Unlike Storage Area Networks (Sans) implementation is simple and
straightforward with Plug and Play compatibility. NAS appliances
use standard file-system protocols, such as Network File System
(NFS) and Common Internet File System (CIFS) for data sharing across
multiple operating systems.
Performance:
NAS is slower than SAN, but faster than DAs NAS offers users dedicated
file server appliances that provide fast access and high-availability
storage to UNIX and Windows NT clients on a network. Data access
time is fast because the system only serves files. Files are offloaded
from the host to free CPU cycles for other cycles. Separating the
storage from the server also increases network reliability.
Scalability:
NAS allows you to separate your storage capacity from your server
capacity and with NAS companies add storage as needed. NAS products
scale to multiple terabytes, and by offloading file serving to these
devices, servers can support more users. But be sure to consider
your future storage needs. As your requirements increase, large
numbers of NAS devices can be difficult to manage. While small NAS
devices are great for projects or workgroups, larger systems may
be necessary for mainstream data storage.
Availability:
The simplicity of NAS makes it more reliable than traditional LAN
file servers and eliminates many failures induced by complex hardware
and operating systems. Because the NAS device communicates directly
with the client, files remain available, in the event of network
server downtime, thus increasing data availability.
Cost of ownership:
Specialized for high-speed file serving, NAS devices are significantly
less expensive than general-purpose network file servers. Servers
across different operating systems can share access to NAS devices
so that enterprises can save money on hardware, maintenance and
administration by consolidating data on fewer devices in a central
location.
Managing Data and Storage Devices
Even though businesses are increasingly dependent
upon information systems to sustain day-to-day operations, storage
management has only recently become a hot topic for IT departments.

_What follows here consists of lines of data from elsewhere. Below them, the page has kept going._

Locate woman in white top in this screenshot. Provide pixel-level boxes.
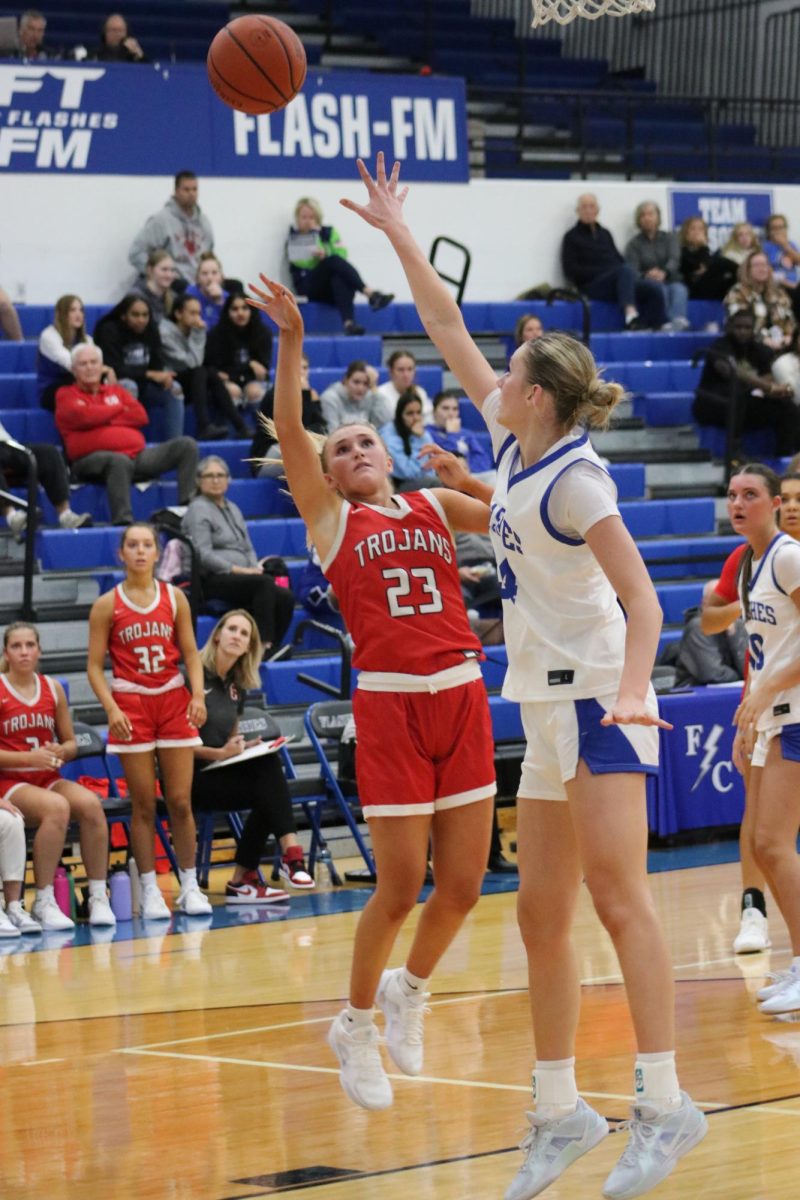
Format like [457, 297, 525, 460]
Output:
[36, 293, 110, 413]
[728, 463, 800, 1014]
[378, 350, 433, 421]
[342, 155, 706, 1200]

Most companies have all their data reside on RAID with little thought
on how to address future data growth. The common practice, up until
now, of simply adding more RAID to the network and backing it up
is detrimental to business operations because of the time and cost
associated with it.
Another routine the IT departments used to consolidate
network data had users manually remove all older files that were
dormant or aged past a certain number of days. This practice worked
in part because users weren't dealing with the exponential data
growth. Today's electronic marketplace emphasizes accessibility
of both current and past email, financial and healthcare records.

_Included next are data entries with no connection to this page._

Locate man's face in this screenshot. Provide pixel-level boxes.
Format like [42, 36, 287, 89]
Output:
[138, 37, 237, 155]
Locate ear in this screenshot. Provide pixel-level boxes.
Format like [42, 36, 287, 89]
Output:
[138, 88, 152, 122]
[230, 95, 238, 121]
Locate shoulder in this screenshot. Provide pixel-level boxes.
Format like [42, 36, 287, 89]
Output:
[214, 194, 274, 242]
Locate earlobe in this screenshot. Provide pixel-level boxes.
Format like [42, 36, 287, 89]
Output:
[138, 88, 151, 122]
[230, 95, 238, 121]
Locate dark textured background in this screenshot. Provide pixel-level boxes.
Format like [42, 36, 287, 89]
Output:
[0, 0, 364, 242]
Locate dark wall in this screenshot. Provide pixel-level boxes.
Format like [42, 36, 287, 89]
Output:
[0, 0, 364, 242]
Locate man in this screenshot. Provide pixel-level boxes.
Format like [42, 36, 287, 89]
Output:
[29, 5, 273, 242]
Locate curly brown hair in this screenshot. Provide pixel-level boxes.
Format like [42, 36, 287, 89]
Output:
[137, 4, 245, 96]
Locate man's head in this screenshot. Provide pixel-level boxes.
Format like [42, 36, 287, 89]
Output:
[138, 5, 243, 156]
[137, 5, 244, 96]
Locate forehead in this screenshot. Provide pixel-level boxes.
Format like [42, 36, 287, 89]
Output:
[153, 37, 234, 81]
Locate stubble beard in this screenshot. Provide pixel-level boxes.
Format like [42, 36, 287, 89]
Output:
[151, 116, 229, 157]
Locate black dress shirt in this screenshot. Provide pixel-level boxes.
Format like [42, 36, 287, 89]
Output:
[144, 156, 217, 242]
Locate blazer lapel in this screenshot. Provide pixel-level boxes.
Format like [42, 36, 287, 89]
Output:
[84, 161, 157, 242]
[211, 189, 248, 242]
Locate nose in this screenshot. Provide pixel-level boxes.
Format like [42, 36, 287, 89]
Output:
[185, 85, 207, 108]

So in environments where protocol to remove data from the network
are not only inefficient, records for e-commerce transactions and
accounting information, by law, cannot be altered or moved. So what
is the solution? Many network administrators are still improperly
addressing the issue by adding more hard drive space to the network
via DAs or additional RAID subsystems without understanding the
long-term ramifications. Adding storage to a network by increasing
the RAID pool affects access speed and adds to backup window length
and space requirements.
As you begin to develop a storage strategy for
your network, many issues and potential problems should come to
mind. How can your network operate with the increased downtime associated
with backup? Where are you going to find the budget for an additional
RAID system that may only last you another 6-8 months before maxing
out? How are you going to finance and manage the increased IT staff
needed to control your growing storage pool? The solution to your
problems involves moving your network data to a cost-effective storage
system while still providing users with a quick and seamless method
to retrieve their data.
To manage data effectively you must understand
how your users create information on the network. One of the best
ways to do this is to look at your data allocation by age. Categorize
your data into 0-30, 31-60 and 60-plus day old windows. Every allocation
will be a little different based upon your business activities and
data types. On average, most of the data on your network will fall
into the "over 30" day category. Typical environments
have somewhere between 20% and 30% of their data created in the
last 30 days. After you complete this analysis, you should have
enough information about your storage environment to forecast what
potential problems are in your future.
A complete storage system could include any or all of the following
types of storage devices:
Online storage devices
Online storage offers the highest performance available on the market
today. As a result, hard disk systems have the highest price-point
for entry or space. Active data best resides on an online storage
device because of RAID's high write transfer and load speeds. Demand
for primary storage is being driven by the digital convergence of
automating commonplace business functions and the role of the Internet.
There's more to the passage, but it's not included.